Would love to go but it's my weekend with the children and taking 4 children to Hamm wouldn't be very practical! :bash:


----------



## oakelm (Jan 14, 2009)

Bit of a long way off but gutted I couldnt make this september one but I shall be going in december, joining at Birmingham, booked today, on my own so please someone talk to me, I will have sweets :lol2:


----------



## satyr (Jan 18, 2009)

oakelm said:


> Bit of a long way off but gutted I couldnt make this september one but I shall be going in december, joining at Birmingham, booked today, on my own so please someone talk to me, I will have sweets :lol2:


didnt your mother ever teach you not to take sweets off strangers? hahaahaha


----------



## Jinja (Feb 7, 2009)

I'm on coach 3 from Reading - see you at Ashford


----------



## nuttybabez (Jul 21, 2007)

I am hoping to drive over for the December show but it all depends if I can afford to go.
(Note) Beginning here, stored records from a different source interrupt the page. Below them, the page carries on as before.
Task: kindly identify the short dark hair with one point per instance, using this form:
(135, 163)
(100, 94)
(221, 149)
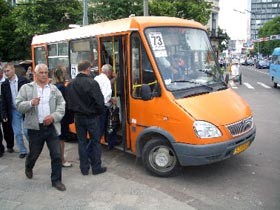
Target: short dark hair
(83, 65)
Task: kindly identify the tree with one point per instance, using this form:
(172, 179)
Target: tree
(223, 41)
(104, 10)
(39, 17)
(271, 27)
(198, 10)
(7, 27)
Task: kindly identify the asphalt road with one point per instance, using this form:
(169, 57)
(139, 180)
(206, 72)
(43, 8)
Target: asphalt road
(249, 181)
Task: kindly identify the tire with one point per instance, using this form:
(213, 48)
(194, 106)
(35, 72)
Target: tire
(227, 78)
(159, 158)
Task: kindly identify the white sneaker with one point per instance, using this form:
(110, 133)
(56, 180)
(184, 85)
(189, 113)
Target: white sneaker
(66, 164)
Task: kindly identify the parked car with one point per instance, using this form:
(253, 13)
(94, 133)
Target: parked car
(262, 64)
(249, 62)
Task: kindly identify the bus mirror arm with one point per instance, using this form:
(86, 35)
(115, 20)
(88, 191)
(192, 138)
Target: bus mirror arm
(156, 91)
(146, 92)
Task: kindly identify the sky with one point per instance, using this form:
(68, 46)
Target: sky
(236, 24)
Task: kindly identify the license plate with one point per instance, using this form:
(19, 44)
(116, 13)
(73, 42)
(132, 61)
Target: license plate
(241, 148)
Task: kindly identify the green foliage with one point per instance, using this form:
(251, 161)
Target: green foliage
(198, 10)
(7, 28)
(36, 17)
(269, 28)
(223, 41)
(105, 10)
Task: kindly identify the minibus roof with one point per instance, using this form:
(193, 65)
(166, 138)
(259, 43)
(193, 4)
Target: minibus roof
(114, 26)
(276, 51)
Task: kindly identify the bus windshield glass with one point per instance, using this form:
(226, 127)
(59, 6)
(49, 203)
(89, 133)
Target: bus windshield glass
(184, 57)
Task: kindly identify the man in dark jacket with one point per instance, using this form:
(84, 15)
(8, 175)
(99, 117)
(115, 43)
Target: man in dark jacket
(86, 101)
(6, 126)
(9, 90)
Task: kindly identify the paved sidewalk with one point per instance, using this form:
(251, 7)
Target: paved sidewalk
(104, 191)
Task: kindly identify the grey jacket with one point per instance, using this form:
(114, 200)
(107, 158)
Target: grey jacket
(23, 104)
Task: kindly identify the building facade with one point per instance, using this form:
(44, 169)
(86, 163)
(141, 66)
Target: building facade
(262, 11)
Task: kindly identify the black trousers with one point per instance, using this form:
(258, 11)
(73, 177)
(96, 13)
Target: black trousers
(8, 136)
(37, 139)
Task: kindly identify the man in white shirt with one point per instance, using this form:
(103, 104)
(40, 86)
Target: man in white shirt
(43, 106)
(105, 80)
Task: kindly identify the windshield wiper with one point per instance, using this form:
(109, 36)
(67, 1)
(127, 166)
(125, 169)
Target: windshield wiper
(206, 72)
(193, 82)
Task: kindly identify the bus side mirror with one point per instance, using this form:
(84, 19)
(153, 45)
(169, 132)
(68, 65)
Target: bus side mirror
(146, 92)
(156, 91)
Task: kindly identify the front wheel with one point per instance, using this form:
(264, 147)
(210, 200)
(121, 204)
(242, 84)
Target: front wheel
(159, 158)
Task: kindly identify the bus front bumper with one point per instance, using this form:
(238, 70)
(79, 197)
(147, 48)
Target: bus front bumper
(188, 154)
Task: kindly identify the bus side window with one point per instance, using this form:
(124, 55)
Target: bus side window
(141, 71)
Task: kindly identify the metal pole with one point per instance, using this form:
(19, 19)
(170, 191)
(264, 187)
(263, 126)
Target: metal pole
(146, 7)
(85, 17)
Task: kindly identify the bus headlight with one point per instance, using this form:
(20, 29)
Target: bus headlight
(206, 130)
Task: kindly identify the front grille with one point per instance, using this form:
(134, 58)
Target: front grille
(241, 127)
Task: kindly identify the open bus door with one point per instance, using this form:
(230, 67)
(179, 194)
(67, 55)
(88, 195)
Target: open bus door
(113, 51)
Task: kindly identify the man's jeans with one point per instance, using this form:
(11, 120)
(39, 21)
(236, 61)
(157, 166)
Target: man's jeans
(90, 125)
(17, 124)
(37, 139)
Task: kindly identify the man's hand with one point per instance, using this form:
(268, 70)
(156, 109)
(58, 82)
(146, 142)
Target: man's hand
(48, 120)
(35, 101)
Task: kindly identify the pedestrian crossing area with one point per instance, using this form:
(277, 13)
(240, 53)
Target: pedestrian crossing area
(251, 86)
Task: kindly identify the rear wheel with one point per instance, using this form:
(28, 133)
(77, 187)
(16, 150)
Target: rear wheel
(227, 78)
(159, 158)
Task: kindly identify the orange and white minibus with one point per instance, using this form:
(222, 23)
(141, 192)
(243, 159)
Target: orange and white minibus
(175, 108)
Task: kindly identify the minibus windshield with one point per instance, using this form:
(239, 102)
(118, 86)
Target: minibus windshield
(184, 57)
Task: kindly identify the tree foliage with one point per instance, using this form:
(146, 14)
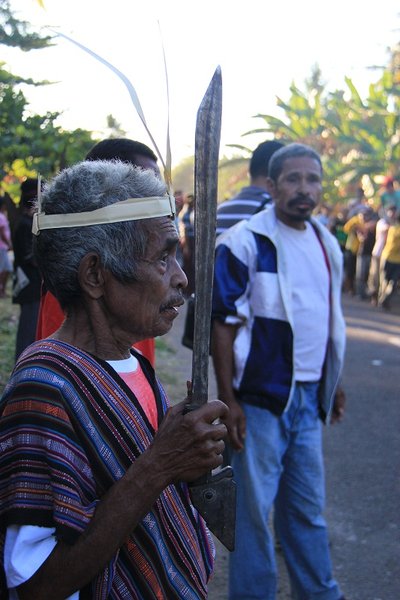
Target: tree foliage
(31, 143)
(358, 139)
I had hoped to do the September show but just can't afford it :-(

I went to the March one and had an awesome weekend.


----------



## oakelm (Jan 14, 2009)

satyr said:


> didnt your mother ever teach you not to take sweets off strangers? hahaahaha


Im not taking I shall be giving the sweets (evil laugh):lol2:


----------



## tarantulabarn (Apr 21, 2005)

satyr said:


> im desperate to go. but 24 hours on a coach really doesnt appeal to me


 
you can always fly, they do cheap flights most of the time


----------



## Hamish (Jun 17, 2007)

its a pity that not enough people go from scotland to warrent a coach these days :bash:


----------



## tarantulabarn (Apr 21, 2005)

Hamish said:


> its a pity that not enough people go from scotland to warrent a coach these days :bash:


WE are looking at a different way to cover scotland, trying to save the long trip down


----------